Background and influences
Engineering background gives him domain credibility—he knows what’s obvious, what’s superficial, and when to push interviewees for deeper answers.
It also trained him to enter flow states and prioritize ruthlessly, both of which transfer directly to writing.
Writers he admires: Rick Rubin (for taste and creative philosophy), Tyler Cowen and Noah Smith (for high signal-to-noise daily output), and Kevin Kelly (for succinctness).
He doesn’t read as many newsletters as he used to (parenthood reduced his reading time), so his production is driven more by curiosity and questions from his community than by consuming others’ work.
The bigger lesson
Lenny’s entire approach can be summarized as: be high quality and do it again and again and again, and good things will happen.

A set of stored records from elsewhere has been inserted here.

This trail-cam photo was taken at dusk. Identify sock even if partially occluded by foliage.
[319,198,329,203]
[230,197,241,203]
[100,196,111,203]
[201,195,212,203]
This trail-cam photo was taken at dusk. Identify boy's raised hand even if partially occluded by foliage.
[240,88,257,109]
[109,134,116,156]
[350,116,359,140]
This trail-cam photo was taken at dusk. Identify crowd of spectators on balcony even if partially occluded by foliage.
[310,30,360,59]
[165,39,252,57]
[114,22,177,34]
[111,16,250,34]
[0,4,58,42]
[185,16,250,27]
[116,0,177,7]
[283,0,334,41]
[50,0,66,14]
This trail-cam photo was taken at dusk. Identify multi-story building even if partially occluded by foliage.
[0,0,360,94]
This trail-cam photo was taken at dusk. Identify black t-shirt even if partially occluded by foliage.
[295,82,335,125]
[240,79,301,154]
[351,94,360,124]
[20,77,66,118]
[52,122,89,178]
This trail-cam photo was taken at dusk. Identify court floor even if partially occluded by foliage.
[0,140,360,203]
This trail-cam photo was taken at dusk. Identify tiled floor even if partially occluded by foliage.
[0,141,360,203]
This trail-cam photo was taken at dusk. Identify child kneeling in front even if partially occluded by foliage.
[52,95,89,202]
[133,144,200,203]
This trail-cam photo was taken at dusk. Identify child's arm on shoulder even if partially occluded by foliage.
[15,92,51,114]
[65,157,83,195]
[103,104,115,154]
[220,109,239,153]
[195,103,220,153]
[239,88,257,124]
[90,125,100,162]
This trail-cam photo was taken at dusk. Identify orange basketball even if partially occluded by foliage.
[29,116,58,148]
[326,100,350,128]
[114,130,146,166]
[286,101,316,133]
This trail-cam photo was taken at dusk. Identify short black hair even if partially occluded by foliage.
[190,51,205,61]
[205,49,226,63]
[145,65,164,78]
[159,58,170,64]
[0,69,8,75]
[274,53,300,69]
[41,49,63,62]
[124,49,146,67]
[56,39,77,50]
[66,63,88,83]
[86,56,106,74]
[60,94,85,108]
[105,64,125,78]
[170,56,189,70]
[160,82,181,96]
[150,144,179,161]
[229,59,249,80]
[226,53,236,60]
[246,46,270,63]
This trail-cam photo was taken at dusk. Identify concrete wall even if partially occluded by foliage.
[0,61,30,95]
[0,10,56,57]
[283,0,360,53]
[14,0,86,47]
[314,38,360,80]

He stumbled into success without a master plan—no strategy doc, no empire-building vision, no growth hacking.
He focuses exclusively on delivering value to readers, trusts that word of mouth will handle distribution, and protects the time and energy needed to keep producing great work.
His story is proof that even a seemingly narrow niche (product management) can support a massive audience if the content is genuinely useful and consistently excellent.